Packing and Unpacking Files






Packing and Unpacking Files

Many moons ago (about 10 years), I used machines that had no tools for bundling files into a single package for easy transport. Here is the situation: you have a large set of text files laying around that you need to transfer to another computer. These days, tools like tar are widely available for packaging many files into a single file that can be copied, uploaded, mailed, or otherwise transferred in a single step. As mentioned in an earlier footnote, even Python itself has grown to support zip and tar archives in the standard library (see the zipfile and tarfile modules in the library reference).

Before I managed to install such tools on my PC, though, portable Python scripts served just as well. Figure copies all of the files listed on the command line to the standard output stream, separated by marker lines.

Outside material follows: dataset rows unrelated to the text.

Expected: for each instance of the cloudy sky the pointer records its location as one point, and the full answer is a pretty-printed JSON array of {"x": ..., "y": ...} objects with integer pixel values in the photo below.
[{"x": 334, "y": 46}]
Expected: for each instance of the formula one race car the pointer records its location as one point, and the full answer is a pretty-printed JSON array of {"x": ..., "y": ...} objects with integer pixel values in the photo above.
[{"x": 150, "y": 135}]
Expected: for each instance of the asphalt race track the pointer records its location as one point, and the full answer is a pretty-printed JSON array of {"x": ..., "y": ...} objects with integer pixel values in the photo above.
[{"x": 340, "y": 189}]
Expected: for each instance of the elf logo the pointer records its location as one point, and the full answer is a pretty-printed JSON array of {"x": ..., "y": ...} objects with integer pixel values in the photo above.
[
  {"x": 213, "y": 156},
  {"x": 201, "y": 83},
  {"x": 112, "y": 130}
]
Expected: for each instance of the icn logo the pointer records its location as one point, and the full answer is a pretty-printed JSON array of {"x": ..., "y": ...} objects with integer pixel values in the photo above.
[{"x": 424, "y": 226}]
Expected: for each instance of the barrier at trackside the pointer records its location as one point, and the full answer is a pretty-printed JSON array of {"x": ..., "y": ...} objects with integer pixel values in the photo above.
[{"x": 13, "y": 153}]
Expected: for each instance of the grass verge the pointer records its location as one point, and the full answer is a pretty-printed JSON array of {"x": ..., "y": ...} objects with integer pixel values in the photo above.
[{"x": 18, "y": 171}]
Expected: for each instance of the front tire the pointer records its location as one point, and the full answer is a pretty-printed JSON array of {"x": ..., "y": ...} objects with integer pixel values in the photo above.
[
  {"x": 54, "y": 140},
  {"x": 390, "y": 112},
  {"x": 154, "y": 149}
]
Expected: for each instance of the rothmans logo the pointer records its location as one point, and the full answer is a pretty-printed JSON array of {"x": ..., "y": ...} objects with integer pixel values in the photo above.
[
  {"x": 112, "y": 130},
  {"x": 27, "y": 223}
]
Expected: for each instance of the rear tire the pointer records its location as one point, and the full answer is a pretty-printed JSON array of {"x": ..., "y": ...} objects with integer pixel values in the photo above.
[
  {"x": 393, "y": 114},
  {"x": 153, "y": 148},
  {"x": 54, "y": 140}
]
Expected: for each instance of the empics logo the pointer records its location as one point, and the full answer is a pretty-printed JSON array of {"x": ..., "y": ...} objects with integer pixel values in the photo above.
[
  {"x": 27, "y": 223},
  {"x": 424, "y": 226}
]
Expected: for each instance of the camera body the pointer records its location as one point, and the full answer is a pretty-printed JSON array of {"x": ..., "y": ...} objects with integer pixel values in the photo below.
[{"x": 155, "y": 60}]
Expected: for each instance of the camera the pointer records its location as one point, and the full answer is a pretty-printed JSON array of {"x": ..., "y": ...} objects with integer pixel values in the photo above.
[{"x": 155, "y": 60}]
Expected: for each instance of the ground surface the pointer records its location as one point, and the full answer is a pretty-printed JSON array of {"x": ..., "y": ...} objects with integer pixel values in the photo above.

PP3E\System\App\Clients\textpack.py

#!/usr/local/bin/python
import sys                           # load the system module
marker = ':'*10 + 'textpak=>'        # hopefully unique separator

def pack( ):
    for name in sys.argv[1:]:         # for all command-line arguments
        input = open(name, 'r')       # open the next input file
        print marker + name           # write a separator line
        print input.read( ),          # and write the file's contents

if _ _name_ _ == '_ _main_ _': pack( )   # pack files listed on cmdline

The first line in this file is a Python comment (#...), but it also gives the path to the Python interpreter using the Unix executable-script trick discussed in Chapter 3. If we give textpack.py executable permission with a Unix chmod command, we can pack files by running this program file directly from a shell console and redirect its standard output stream to the file in which we want the packed archive to show up:

C:\...\PP3E\System\App\Clients\test>type spam.txt
SPAM
spam

C:\......\test>python ..\textpack.py spam.txt eggs.txt ham.txt > packed.all

C:\......\test>type packed.all
::::::::::textpak=>spam.txt
SPAM
spam
::::::::::textpak=>eggs.txt
EGGS
::::::::::textpak=>ham.txt
ham

Running the program this way creates a single output file called packed.all, which contains all three input files, with a header line giving the original file's name before each file's contents. Combining many files into one file in this way makes it easy to transfer in a single steponly one file need be copied to floppy, emailed, and so on. If you have hundreds of files to move, this can be a big win.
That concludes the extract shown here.